I just got (and accepted) a quote from Elephant for *£285* fully comp, protected no-claims and thats in Northern Ireland!!!

When getting the quote I noticed that the no claims bonus box allowed for up to 15 years NCB - I had always thought 7 was the maximum. Although my renewal from direct line said 7+ years I tried putting in 15 just to see and it reduced by £100 (from 385 to 285).

I phoned elephant to see if they would accept the 15 years - they looked up their records & saw that I had been with them prior to direct-line and had 10 years NCB at that time no said it would be fine. Still cant believe it!!!

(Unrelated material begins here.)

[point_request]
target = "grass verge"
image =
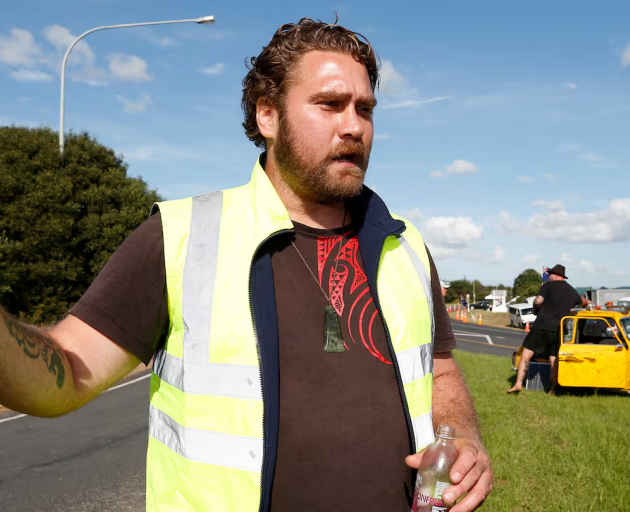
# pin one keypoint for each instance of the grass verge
(563, 453)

(BTW - I'm 48 and never had an insurance claim, 2.0 TTC)


----------



## ajayp (Nov 30, 2006)

adamholland31288 said:


> there is yeh..... cant remember there name though they posted a forum on here not long back.... may of been greenline but cant be sure.....
> i am shocked i mean mines only 250 ish more than you and im only 23! cant complain thought it would be more for where i live aswel being essex!
> -
> if it keeps going down at the rate it is i will be laughing! shopping around and threatening to go with someone else always seems to work!


Just tried elephant, they quoted me £817 !!  - you did well!


----------



## going..going..gone (Oct 12, 2011)

When I purchased last Oct, I moved across from a 2005 Honda S2000, Admiral said my premium would *INCREASE* to £876

INCREASE!!! W T F i said....

I called them out on this and said cancel my insurance I'm moving to another provider.

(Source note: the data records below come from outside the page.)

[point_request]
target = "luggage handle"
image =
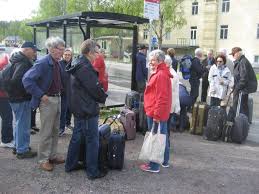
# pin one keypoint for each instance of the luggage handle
(239, 104)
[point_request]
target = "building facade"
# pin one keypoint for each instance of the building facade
(217, 24)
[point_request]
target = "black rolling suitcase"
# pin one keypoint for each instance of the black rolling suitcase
(240, 127)
(116, 150)
(215, 123)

They re-quoted at £550 for a BT post code


----------



## Patrizio (Feb 1, 2012)

much of insurance prices quoted are simply down to the postcode you're in, my TTRS insurance was £650, but then again i am 39 years old...


----------



## mr pee (May 9, 2011)

I am paying £301 with LV with £150 excess I was over the moon with this quote thought it would be £400 plus but I am aged 55 full no claims and one SP30


----------



## adamholland31288 (Nov 8, 2011)

luckily i have no points! at my age it would probably rocket my insurance!


----------



## sTTranger (Oct 21, 2008)

Mines £1450 for my TTRS with admiral, im 28 and 3 years no claims

But that is with all mods declared


----------



## Patrizio (Feb 1, 2012)

sTTranger said:


> Mines £1450 for my TTRS with admiral, im 28 and 3 years no claims
> 
> But that is with all mods declared


Id be interested to know what mods you got because im planning on doing some to mine but not sure what the insurance damage would be... [smiley=bigcry.gif]


----------